Finally, we established that body composition parameters, such as fat distribution, give more detailed information than BMI. Specifically, visceral fat represents a potentially protective factor in patients undergoing NUE due to UTUC. There are many studies that have looked at body composition, fat distribution, and its impact on cancer survival. In addition to sarcopenia, fat distribution seems to be becoming more prominent in risk stratification. Our study was able to demonstrate that high visceral adipose tissue (VATI) is associated with better outcomes after NUE due to UTUC, although they were not statistically significant. For subcutaneous adipose tissue (SATI), we could not see any statistically significant effect. Our findings are in line with studies that have looked at fat distribution as a potential risk factor in other cancer entities. For example, Matsui et al. could show that the loss of preoperative skeletal muscle mass and a decrease in visceral adipose tissue have an effect on the long-term outcomes of advanced gastric cancer patients. It has been described here that high visceral fat is associated with improved postoperative outcomes of patients with upper gastrointestinal cancer [19]. In addition, for unresectable advanced pancreatic cancer, a decline in visceral adipose tissue was linked with shorter survival [20]. In line with these findings, it has been shown that substances secreted by the adipose tissue have an impact on the biology of bladder cancer [21]. Martini et al. also identified a high visceral fat content as a protective factor in advanced urothelial carcinoma patients treated with immune checkpoint inhibitors [22]. On the other hand, Pan et al. did not find that fat parameters had any effect on the prognosis of UTUC patients. Here, a larger patient population was studied and different markers of the body composition (mean muscle attenuation, total abdominal muscle area, intermuscular fat tissue, total psoas muscle area, visceral and subcutaneous fat density, perirenal fat thickness) were assessed, but no systematic comorbidity index was assessed [23].
Our study has some limitations. Due to the retrospective study design, functional parameters, such as the grip strength test, bioelectrical impedance, nutritional status, and dietary habits could not be collected. Also, other factors such as smoking, neutrophil to lymphocyte ratio (NLR), or previous intravesical instillation therapies could not be assessed because no complete data were available in this regard.

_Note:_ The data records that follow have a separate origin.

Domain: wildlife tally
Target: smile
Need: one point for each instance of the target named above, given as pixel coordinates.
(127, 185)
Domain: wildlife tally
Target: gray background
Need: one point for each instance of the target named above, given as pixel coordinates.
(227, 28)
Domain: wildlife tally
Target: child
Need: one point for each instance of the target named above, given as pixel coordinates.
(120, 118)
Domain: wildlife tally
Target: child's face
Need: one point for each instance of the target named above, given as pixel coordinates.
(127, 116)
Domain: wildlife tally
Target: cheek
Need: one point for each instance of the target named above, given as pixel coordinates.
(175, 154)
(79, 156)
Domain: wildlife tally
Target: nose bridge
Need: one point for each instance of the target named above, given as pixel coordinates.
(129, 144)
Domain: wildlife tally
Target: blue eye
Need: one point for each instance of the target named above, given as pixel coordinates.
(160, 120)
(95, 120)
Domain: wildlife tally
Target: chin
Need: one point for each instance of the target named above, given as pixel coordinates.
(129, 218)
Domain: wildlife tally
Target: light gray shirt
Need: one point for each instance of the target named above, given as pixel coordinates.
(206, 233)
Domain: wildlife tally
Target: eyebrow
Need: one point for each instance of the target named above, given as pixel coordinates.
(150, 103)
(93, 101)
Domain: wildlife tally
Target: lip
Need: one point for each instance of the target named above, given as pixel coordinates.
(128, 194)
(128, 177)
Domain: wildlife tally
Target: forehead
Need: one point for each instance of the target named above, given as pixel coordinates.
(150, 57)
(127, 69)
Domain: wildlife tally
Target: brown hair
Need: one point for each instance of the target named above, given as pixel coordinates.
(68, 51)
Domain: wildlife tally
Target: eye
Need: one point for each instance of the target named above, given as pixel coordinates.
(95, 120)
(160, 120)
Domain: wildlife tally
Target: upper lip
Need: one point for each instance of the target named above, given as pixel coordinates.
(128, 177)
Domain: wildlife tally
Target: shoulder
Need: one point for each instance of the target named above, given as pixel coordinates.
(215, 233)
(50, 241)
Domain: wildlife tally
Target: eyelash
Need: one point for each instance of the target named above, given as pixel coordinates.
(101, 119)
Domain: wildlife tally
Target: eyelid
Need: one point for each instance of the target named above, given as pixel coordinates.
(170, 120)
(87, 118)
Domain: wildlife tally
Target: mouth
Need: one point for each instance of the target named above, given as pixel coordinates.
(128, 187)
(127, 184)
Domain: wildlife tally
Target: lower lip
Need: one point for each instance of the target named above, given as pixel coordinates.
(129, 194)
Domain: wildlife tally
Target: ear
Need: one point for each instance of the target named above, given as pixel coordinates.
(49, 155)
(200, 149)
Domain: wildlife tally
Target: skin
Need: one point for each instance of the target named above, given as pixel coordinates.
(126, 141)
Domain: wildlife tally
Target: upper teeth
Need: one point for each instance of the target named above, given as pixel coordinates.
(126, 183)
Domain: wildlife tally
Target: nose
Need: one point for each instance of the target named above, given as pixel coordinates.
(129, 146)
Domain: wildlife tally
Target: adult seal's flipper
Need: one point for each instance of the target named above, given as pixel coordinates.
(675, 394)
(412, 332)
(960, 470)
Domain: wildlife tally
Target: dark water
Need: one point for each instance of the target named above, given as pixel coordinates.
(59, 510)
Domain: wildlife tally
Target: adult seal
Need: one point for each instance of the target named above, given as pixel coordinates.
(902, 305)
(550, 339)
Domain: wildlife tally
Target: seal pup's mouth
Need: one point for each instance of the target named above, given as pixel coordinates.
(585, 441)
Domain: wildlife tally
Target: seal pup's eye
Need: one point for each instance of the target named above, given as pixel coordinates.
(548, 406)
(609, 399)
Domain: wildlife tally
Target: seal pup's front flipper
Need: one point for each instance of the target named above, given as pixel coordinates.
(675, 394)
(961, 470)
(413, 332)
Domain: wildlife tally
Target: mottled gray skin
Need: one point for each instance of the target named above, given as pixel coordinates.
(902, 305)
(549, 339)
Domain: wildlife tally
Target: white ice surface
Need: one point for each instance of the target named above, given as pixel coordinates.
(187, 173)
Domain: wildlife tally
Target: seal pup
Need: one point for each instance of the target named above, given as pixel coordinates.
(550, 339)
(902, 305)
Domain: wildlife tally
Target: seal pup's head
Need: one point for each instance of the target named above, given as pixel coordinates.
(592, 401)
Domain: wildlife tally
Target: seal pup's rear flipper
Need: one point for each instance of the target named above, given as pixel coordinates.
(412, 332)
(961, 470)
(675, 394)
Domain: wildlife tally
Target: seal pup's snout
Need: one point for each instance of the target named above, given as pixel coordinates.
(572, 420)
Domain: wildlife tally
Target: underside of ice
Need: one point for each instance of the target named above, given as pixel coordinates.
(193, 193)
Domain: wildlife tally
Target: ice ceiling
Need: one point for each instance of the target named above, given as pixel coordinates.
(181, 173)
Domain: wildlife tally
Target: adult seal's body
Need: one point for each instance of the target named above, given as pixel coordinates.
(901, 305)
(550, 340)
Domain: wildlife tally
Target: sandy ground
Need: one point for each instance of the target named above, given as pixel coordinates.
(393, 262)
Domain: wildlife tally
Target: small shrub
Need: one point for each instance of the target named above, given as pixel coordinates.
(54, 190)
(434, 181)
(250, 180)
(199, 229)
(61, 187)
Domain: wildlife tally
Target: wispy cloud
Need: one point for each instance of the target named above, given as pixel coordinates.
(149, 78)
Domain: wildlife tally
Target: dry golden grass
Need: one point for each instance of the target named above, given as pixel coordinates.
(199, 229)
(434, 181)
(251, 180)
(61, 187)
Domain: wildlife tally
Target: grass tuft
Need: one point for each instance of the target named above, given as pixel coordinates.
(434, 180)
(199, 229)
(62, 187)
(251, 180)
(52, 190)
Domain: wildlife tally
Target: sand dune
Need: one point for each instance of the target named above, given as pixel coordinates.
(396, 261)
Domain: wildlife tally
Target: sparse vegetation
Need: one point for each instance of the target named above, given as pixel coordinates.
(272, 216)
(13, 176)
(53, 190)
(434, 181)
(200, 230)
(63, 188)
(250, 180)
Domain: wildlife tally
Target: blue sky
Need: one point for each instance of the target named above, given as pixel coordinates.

Furthermore, UTUC is a rare cancer, and many patients suffer from bladder cancer in addition to or during the course of the disease. This leads to a difficult definition of the patient cohort. We decided to exclude patients who underwent radical cystectomy before NUE. There is great heterogeneity in the literature with regard to the recording of body composition. Numerous factors, markers, indices, and measurement methods exist, which makes it difficult to compare the data. Prospective multicenter studies should be performed to develop clear standards and tools. This can contribute significantly to risk stratification in the future. In addition, exercise- and nutritional programs could find their way into clinical practice, and it needs to be clarified whether patients with an unfavorable body composition could profit from a kidney-sparing approach.

5. Conclusions

In summary, it can be noted that specific factors of body composition, such as sarcopenia and fat distribution, can be used for better risk stratification in patients who are undergoing NUE with bladder cuff excision due to UTUC. In our opinion, efforts should be made to include innovative body composition tools (for example bioelectrical impedance) in the risk stratification of these patients [24]. Subsequently, it must be examined whether certain patients at risk can benefit from appropriate countermeasures such as nutritional programs and physical activity [25].

Author Contributions

Conceptualization, R.M. and C.P.; methodology, R.M., C.P. and S.E.; software, R.M. and S.E.; validation, R.M., M.B., B.W.G.v.R., J.B., B.R. and M.G.; formal analysis, R.M., M.H., M.G. and B.W.G.v.R.; investigation, C.P., R.M. and S.E.; resources R.M. and M.B.; data curation, C.P., S.E., M.H., V.H., J.B., S.H., F.G. and S.K.; writing—original draft preparation, C.P. and R.M.; writing—review and editing, R.M., M.B., S.E., M.G., M.H., J.B., B.W.G.v.R., B.R., V.H., S.H., S.K. and F.G.; visualization, R.M. and C.P.; supervision, R.M., M.B., M.G. and B.W.G.v.R.; project administration, R.M., C.P. and M.B. All authors have read and agreed to the published version of the manuscript.

Funding

This research received no external funding.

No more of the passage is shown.